科学美国人:Heat Will Hit America's Poorest Worst

60秒科学节目(SSS)是科学美国人网站的一套广播栏目,英文名称:Scientific American - 60 Second Science,节目内容以科学报道为主,节目仅一分钟的时间,主要对当今的科学技术新发展作以简明、通俗的介绍,对于科学的发展如何影响人们的生活环境、健康状况及科学技术,提供了大量简明易懂的阐释。

In President Trump's June 1st speech withdrawing the U.S. from the Paris Climate Accord, he claimed the climate agreement was costing American workers. In a whole lot of ways: "In terms of lost jobs, lower wages, shuttered factories, and vastly diminished economic production."

Of course, doing nothing about climate change is an option.

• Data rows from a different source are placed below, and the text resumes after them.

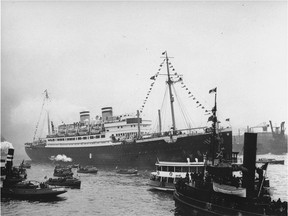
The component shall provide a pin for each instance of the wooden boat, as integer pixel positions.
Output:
(270, 161)
(31, 190)
(229, 189)
(168, 173)
(64, 182)
(87, 169)
(127, 171)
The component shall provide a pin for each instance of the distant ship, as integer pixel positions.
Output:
(125, 140)
(273, 141)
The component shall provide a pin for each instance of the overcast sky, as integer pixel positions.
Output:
(90, 55)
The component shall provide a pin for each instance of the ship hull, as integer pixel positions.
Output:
(140, 153)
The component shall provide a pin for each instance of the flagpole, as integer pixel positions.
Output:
(214, 127)
(169, 82)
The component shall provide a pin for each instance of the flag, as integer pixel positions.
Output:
(210, 118)
(213, 90)
(264, 167)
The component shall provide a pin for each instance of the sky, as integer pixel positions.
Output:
(92, 54)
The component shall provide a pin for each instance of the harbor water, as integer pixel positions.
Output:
(109, 193)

But what is the economic price…of that choice? A team of economists and scientists set out to answer that question, by linking up economic and climate models to estimate how much warming temperatures could cost the U.S. economy. 

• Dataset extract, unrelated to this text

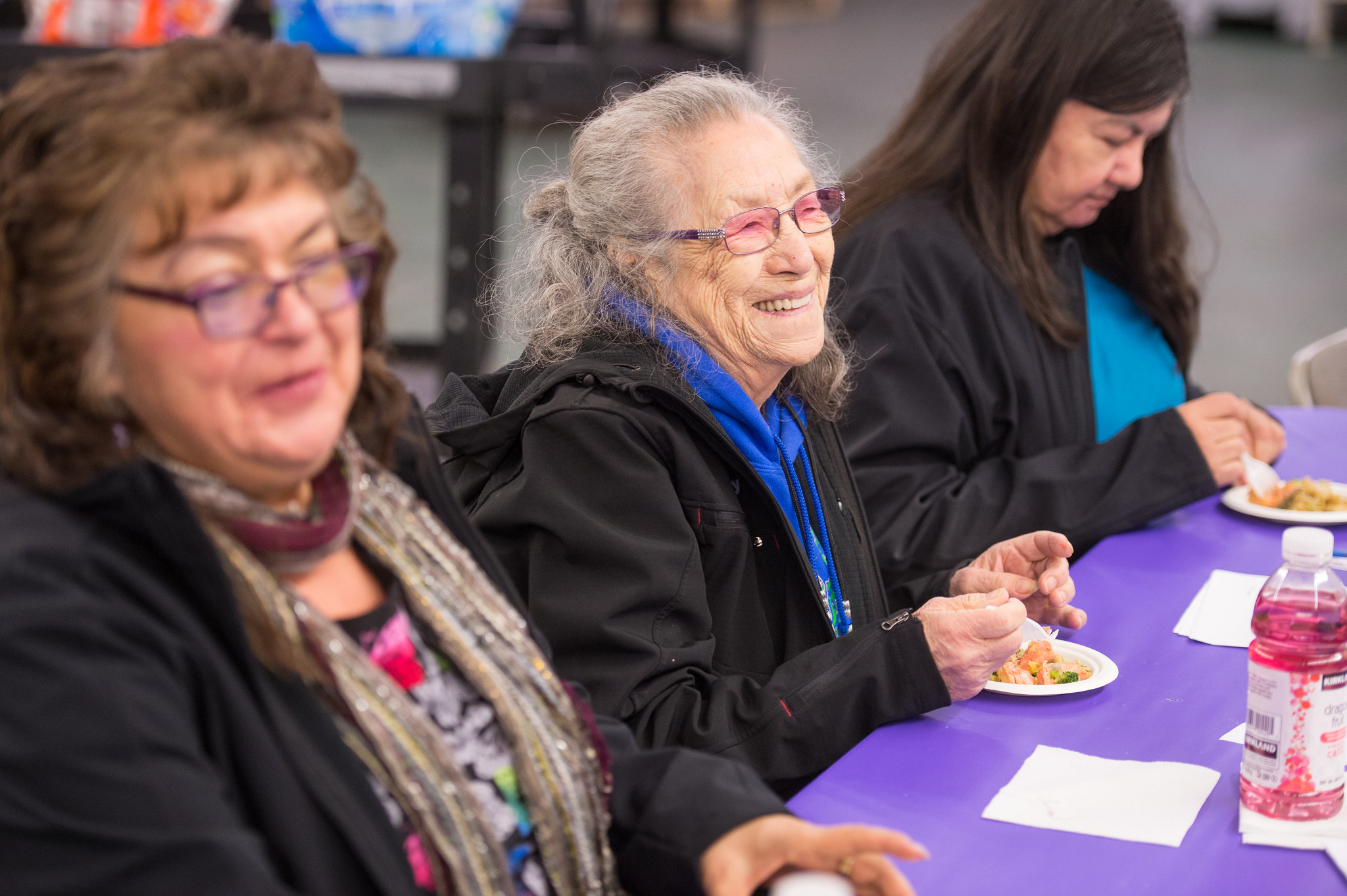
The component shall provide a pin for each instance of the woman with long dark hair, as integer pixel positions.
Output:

And they found that for every degree Celsius the temperature goes up? It docks the U.S. gross domestic product, the GDP, by 1.2 percent. 

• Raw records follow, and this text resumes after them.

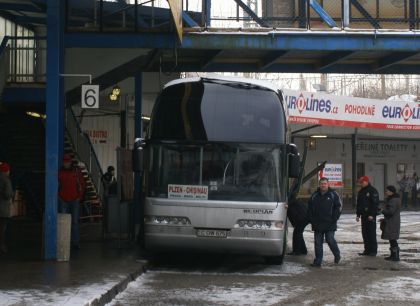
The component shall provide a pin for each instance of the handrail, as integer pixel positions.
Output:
(3, 64)
(84, 149)
(23, 62)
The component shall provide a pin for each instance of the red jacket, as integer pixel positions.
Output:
(71, 184)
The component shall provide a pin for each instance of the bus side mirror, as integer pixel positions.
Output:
(138, 155)
(294, 166)
(294, 161)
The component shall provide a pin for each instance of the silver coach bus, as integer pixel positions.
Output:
(216, 166)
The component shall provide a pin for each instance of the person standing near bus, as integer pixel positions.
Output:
(6, 196)
(297, 212)
(70, 192)
(324, 210)
(392, 221)
(367, 210)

But that economic penalty will not be evenly applied. Because the southern U.S. is already much poorer than the northern U.S. today. Oh, and it's hotter, too. "You know, if you're already a really hot location, heating up is really harmful." Solomon Hsiang, an economist at UC Berkeley. "Going from 70 to 75 isn't nearly as bad as going from 90 to 95."

Add in more hurricane damage, smaller crop yields, lost jobs, an increase in death and disease—and the analysis finds that climate change could eat up 20 percent of the poorest counties' income by the end of the century.

"Effectively we're harming the poorer populations and helping the wealthier northern populations. So this means climate change can actually increase inequality within the United States." The study is in the journal Science. [Solomon Hsiang et al, Estimating economic damage from climate change in the United States]

Warming temperatures probably won't help President Trump reach his forecasted three percent growth rate for the U.S. economy, either. "You know, this is essentially going to slow down the growth rate gradually." In other words: it won't be a good climate for negotiation.